The center started to fill up, antsy students awaiting the candidate's appearance, and I was just thinking that the only hospitable thing to do would be to at least offer a selection of cocktails, when a voice announced University of Miami president Donna Shalala. She thanked Obama for coming and called the university's students "the smartest and best-looking in the country," a notion that was greeted with approving applause. A trio of women then gave get-out-the-vote speeches -- a dry, somewhat wonky pitch by State Sen. Nan Rich followed by a shamelessly applause-line-heavy spiel by Rep. Corrine Brown and finally a plea to register friends to vote by Ruth Cox, the Obama campaign's Women's Vote Director in Florida.

And then, nothing happened. The crowd amused itself with the occasional "Yes we can" chant and took up a few minutes with the wave. Finally, after about 50 minutes of down time, Missouri Sen. Claire McCaskill and South Florida's own Rep. Debbie Wasserman-Schultz hit the stage, McCaskill to introduce Wasserman-Schultz, and The Wass, in turn, to introduce Obama.

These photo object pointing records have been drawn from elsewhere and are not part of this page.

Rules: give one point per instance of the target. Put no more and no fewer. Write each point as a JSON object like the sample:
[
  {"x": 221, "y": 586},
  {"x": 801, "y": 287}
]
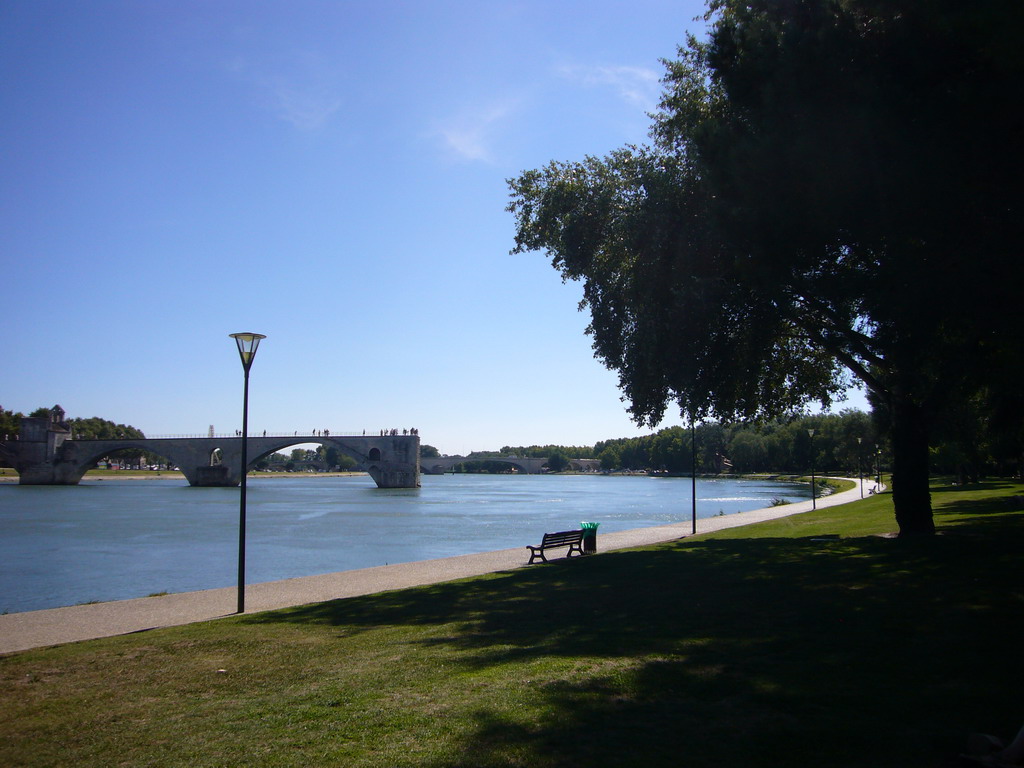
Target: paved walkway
[{"x": 55, "y": 626}]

The Wass is in a weird position these days; she's the liberal liberals love to hate. First, there was her attack-dog status in the primaries, in which she was vocally against the current Democratic presidential candidate. Then, there was her initial refusal to openly support Annette Taddeo, Joe Garcia and Raul Martinez, the three Democrats looking to unseat the last three Republican congresspeople in South Florida; this despite her position as co-chair of the Democrats' Red-to-Blue Committee, which supports candidates like these three. And just a few weeks ago, when approached for support by Doug Tudor, who is running against Republican Rep. Adam Putnam in northern Florida, she turned him down because of his anemic fundraising, according to Tudor. When Tudor added, "Congresswoman, I am one of those working-class guys that our party claims to represent," Wasserman-Schultz supposedly responded, "Don't pull that populist stuff with me." All this despite a voting record in Congress that would make any lefty proud. But that sort of inside-politics stuff was lost on the crowd at BankUnited, where The Wass was hailed with rousing cheers that reached a crescendo when she announced the candidate.

His appearance was quintessentially Obama. He strode confidently onto the stage, buoyed by the cheers of a capacity crowd of almost 8,000, and delivered a version of his stump speech carefully tailored to include both the issues nearest and dearest to women -- including his pro-choice record and his backing of equal-pay laws -- and shots at his opponent's latest missteps, describing McCain as "panicked," "out of touch" and all the other expected catchphrases. Not that my relegating them to catchphrases makes them any less true. At the university, the biggest cheer of the speech went to the promise of a "$4,000 credit so anyone who wants to go to college can go," followed by a huge cheer for energy independence and, of course, the candidate's final line: "We're gonna change the country, and we're gonna change the world." Despite ongoing disasters both domestic and foreign, amid the crowd at the BankUnited Center, it's hard not to believe the man.